JUNKYARD on the Rubber Hose Aesthetic
If you’re unfamiliar with the term rubber hose, you’ll surely recognize the zany and bouncy animation style and characters...
Created over a century ago, the style was named after the way the limbs of the character moved, similar to a rubber hose. From Felix the Cat to Betty Boop to Mickey Mouse to Popeye, this animation approach is widely considered to be the quintessential, original cartoon style.
Popularized in the early 1920s, rubber hose style animation, also known as inkblot animation, laid the foundation and framework for future generations of artists and animators. Today, I had the opportunity to meet with JUNKYARD, a South African-born and raised artist currently residing in Los Angeles, California.
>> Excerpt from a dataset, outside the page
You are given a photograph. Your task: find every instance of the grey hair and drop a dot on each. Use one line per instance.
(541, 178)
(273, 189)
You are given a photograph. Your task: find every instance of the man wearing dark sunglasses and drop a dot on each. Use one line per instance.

In his work, JUNKYARD revitalizes the vintage style depicting iconic cartoons with his own dark and twisted elements. As a self-proclaimed “person who doesn’t like doing interviews,” I was lucky enough to sit down with him in his inspired studio in DTLA to talk about his history, influences, process, his upcoming project KREEPY KLUB, and much more.
Where are you from? Can you tell me a little bit about your upbringing and childhood?
I'm originally from South Africa, born and raised there. Born in Port Elizabeth, but moved basically everywhere around South Africa and Namibia. My parents were both teachers at the time, so we moved around a lot.
Has growing up in South Africa helped shape your style?
The funny part is that most of my influences have always been from America and watching American shows in South Africa, cartoons we don't have. We didn't have a ton of things to watch in South Africa, we had basically two stations growing up, so the morning cartoons were, you know, Tom & Jerry, those kinds of things. Daffy Duck, Donald Duck. Those are the cartoons that we used to watch as kids, so it's always really been American influences.
Is there anything that's only available in South Africa that inspired you?
Before discovering rubber hose style, what other art styles have you practiced?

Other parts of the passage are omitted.